A short sale fraud scheme known as “flopping” is on the rise across the U.S. and two Connecticut real estate agents may be on their way to prison for their involvement in this illegal activity.
Flopping is when an investor or homebuyer hires a broker to assess a property for less than its market value (certainly not hard to do these days) and convinces the lender to sell at that price. The buyer hides the fact that he already has a higher offer and then flips the property for the higher price and a profit.
According to an article in BusinessWeek:
“A majority of the short-selling fraud is related to LLCs and investment companies trying to make a quick profit,” said Tim Grace, vice president of fraud analytics at CoreLogic. LLCs refer to limited liability corporations.
The Treasury has “put reasonable protections in place” to prevent short-sale fraud, requiring that the buyer and seller have no hidden relationship and banning most resales within 90 days, said Laurie Maggiano, policy director of the department’s Homeownership Preservation Office in Washington.
Suspected property-valuation fraud almost doubled from the end of 2007 through the first quarter of this year, according to a June 8 report by Interthinx Inc., an Agoura Hills, California- based company that sells mortgage fraud detection software.
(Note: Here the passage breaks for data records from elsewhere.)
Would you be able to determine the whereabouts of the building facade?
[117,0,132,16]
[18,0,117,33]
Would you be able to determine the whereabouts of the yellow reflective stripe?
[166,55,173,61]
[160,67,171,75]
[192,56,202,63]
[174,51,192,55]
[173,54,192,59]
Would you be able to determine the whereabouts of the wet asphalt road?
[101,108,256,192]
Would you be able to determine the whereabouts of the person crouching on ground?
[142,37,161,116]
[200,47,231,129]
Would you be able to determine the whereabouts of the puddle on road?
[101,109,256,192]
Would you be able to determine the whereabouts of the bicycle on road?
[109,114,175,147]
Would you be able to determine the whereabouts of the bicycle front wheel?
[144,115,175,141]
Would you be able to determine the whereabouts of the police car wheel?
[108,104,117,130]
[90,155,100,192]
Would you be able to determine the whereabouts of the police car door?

In addition to banks losing money, “flopping” may hurt homeowners who complete a short sale and face higher deficiency judgments as lenders seek to recover unpaid mortgage balances, Ann Fulmer, vice president of Interthinx, said in an interview on Bloomberg Television.
Investors often use real estate broker opinions, which may rely on drive-by inspections instead of full appraisals, to persuade lenders to sell at a low price, Fulmer said. She suggested an Internet search of “How to influence a broker price opinion,” which yielded 74,800 results.